Le silence se fit, toute l'assemblée était atterrée, les regards allaient alternativement de Richard à Camille et de Camille à Richard. Camille se leva douloureusement, regarda la bague puis fixa Richard avec malice avant de lui dire « Je croyais que c'était moi qui devais faire une annonce ? » Richard fut décontenancé par cette déclaration et aussitôt sentit le rouge lui monter au visage. « Oui, mais j'ai pensais que ce serait mieux si je faisais d'abord la mienne. Tu sais, faire les choses dans l'ordre. » balbutia t-il. Camille opina du chef, « Faire les choses dans l'ordre, hein ? »

« Oui, tu sais, mariage, b... » Camille le fusilla du regard et l'arrêta immédiatement en pressant un doigt sur ses lèvres.

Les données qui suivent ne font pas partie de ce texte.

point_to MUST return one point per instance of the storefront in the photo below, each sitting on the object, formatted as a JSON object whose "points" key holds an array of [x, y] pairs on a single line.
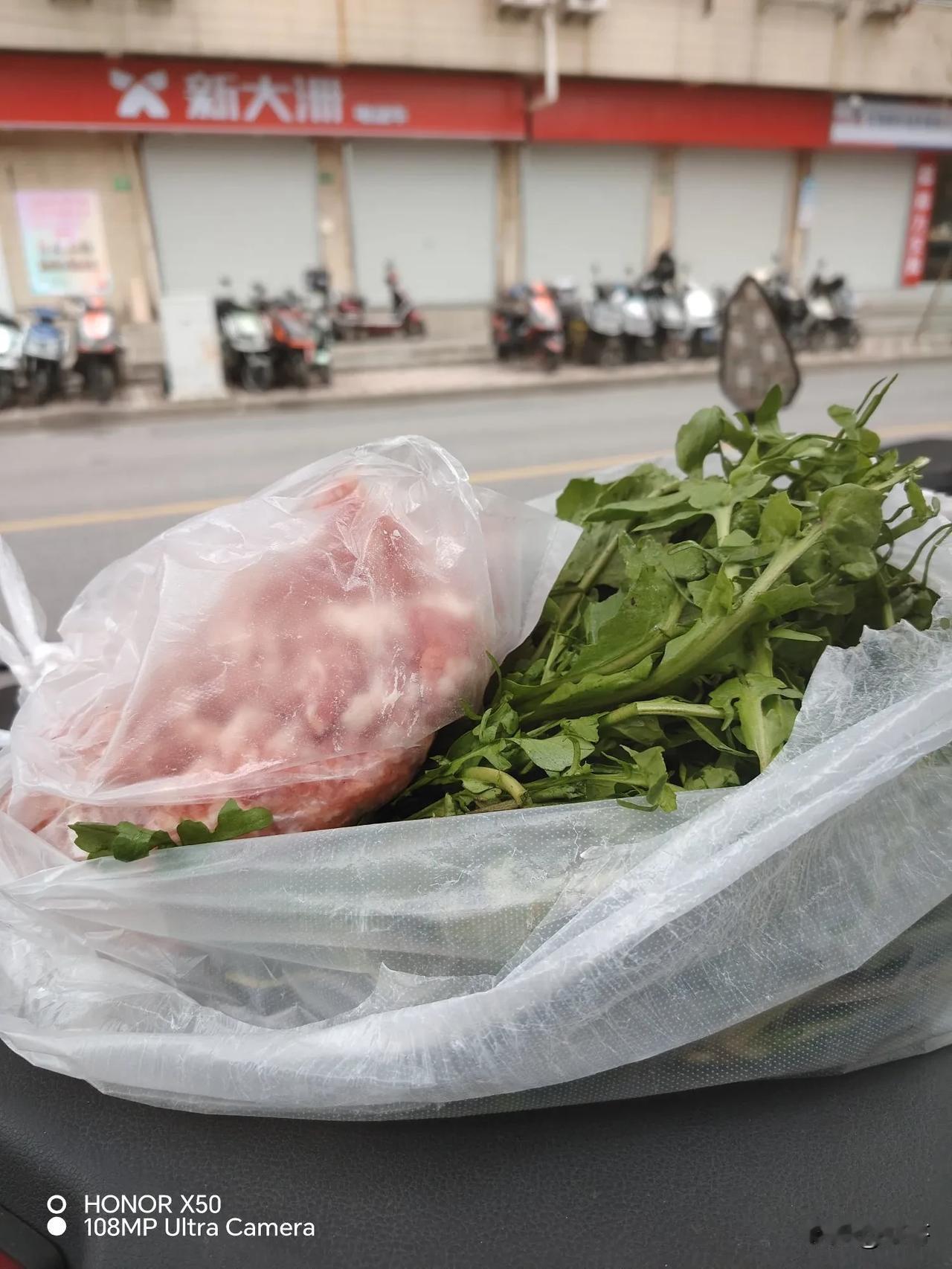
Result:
{"points": [[860, 219], [731, 211], [71, 219], [584, 208], [429, 208], [224, 161], [242, 208], [135, 176]]}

Richard était à l'agonie et sentait tous les regards sur lui. Il commençait à se demander si son grand geste romantique n'était pas une lamentable erreur. Il supplia Camille. « Alors ? » Camille lui sourit et répondit « Oui, je le veux. » Richard laissa échapper un long sifflet de soulagement tandis que tout son visage s'illuminait. Camille lui prit le visage entre ses mains, « Tu ne vas pas aimer ça... » lui dit-elle avant de l'embrasser passionnément. Richard d'abord embarrassé par cet élan se ressaisit et l'enlaça tandis que tout le monde se remit à respirer et applaudissait de joie.

Quand ils se séparèrent, Camille demanda le silence « J'ai moi aussi une déclaration à faire. » Elle prit une respiration pour chercher ses mots, « L'autre jour, ce que que j'ai glissé dans la serviette de Richard avant qu'il parte, c'était un test de grossesse. Je suis enceinte. Et Richard et moi en sommes tous les deux très heureux. » déclara t-elle tandis que Catherine l'étouffait déjà en la prenant dans ses bras.